There are other problems, he added, like the time and expense schools would have in driving from the Great Falls International Airport to Havre, and finding the 150 volunteers he gets for the tournament in Great Falls.
There's also the expense of building and maintaining a center, Ray said. A large center proposed at the university 12 years ago would have cost about $10 million to build, and that doesn't cover annual maintenance and repairs, he said.
The center management probably wouldn't be able to charge much for renting it, Ray said, because it would be competing with facilities in Shelby and other towns that bid on events.
But, he said, he is waiting to see what the study reveals.
"If the community wants it, I'll support it," he said.
Reber said he is confident a center could be very busy. Havre has been unable to host events in the past because of the lack of a location like the proposed center, he said.
Besides the national wrestling championships Northern has hosted in Great Falls, Havre High School hosted a Class A high school divisional basketball tournament in Great Falls because of the lack of facilities in Havre.
The Chamber is looking to attract more than sporting events, he added.
"We want this to be an all-inclusive facility. We don't want this to be a quote-unquote sports facility," he said.

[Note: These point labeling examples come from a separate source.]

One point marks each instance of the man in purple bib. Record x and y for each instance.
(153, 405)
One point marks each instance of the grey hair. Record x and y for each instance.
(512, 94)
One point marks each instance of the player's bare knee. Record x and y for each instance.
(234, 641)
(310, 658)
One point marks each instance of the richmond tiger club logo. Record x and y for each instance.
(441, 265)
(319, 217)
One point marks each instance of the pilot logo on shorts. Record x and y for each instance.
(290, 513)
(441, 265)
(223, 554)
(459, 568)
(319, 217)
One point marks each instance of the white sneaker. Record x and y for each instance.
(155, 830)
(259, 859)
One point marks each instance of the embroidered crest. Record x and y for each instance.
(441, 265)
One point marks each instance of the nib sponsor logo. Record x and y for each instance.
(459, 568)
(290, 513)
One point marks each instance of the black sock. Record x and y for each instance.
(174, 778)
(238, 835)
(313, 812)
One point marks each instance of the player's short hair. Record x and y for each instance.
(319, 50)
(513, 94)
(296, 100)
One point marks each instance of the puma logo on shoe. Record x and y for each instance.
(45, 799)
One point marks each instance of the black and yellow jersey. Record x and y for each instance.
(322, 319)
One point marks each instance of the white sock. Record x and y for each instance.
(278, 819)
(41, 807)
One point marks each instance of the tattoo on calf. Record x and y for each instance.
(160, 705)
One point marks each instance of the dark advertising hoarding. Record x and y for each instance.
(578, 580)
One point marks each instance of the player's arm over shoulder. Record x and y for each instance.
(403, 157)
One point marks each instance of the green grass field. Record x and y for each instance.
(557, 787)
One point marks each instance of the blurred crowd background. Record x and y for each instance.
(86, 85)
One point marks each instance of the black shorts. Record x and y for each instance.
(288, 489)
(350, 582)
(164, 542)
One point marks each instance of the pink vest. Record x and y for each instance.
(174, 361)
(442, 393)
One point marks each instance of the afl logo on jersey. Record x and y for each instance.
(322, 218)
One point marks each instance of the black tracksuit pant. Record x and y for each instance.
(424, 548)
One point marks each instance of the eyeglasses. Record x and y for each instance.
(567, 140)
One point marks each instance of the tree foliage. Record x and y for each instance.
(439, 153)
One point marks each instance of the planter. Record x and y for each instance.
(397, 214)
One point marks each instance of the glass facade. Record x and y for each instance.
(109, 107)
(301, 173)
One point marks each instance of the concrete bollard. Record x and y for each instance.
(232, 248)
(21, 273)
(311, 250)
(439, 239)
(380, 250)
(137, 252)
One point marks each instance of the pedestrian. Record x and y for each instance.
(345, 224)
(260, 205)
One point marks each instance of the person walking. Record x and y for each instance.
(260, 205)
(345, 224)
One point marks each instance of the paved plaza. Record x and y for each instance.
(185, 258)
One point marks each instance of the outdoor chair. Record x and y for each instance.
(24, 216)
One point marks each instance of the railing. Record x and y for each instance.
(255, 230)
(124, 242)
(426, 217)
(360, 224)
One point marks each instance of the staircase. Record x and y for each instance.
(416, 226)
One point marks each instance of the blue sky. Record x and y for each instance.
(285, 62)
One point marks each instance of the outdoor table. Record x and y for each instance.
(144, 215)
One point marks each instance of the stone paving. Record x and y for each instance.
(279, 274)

The center could be used for theater productions by Montana Actors' Theatre, for hosting Northern Showcase productions, for hosting agricultural or other trade shows, and other events, Reber said.
Organizations would probably rent the center from whatever group ended up controlling it, he said.
Tuss said the next step would be finding funding to complete planning, design and construction. Grants and other funding sources are available for projects like the center, but there would have to be some kind of local buy-in on the project, he said.
That buy-in could include a local bond levy, he said.
"But that's certainly not for me to determine. That's for local elected officials to decide when the time comes," Tuss added.
Many local groups and organizations already have been involved in the discussion, Tuss said, including Havre Public Schools, Montana State University-Northern, Montana Actors' Theatre, and the county and city governments as well as the Chamber.
"All of those entities are stakeholders and need to be involved in the next step, which is how to finance this thing," he said.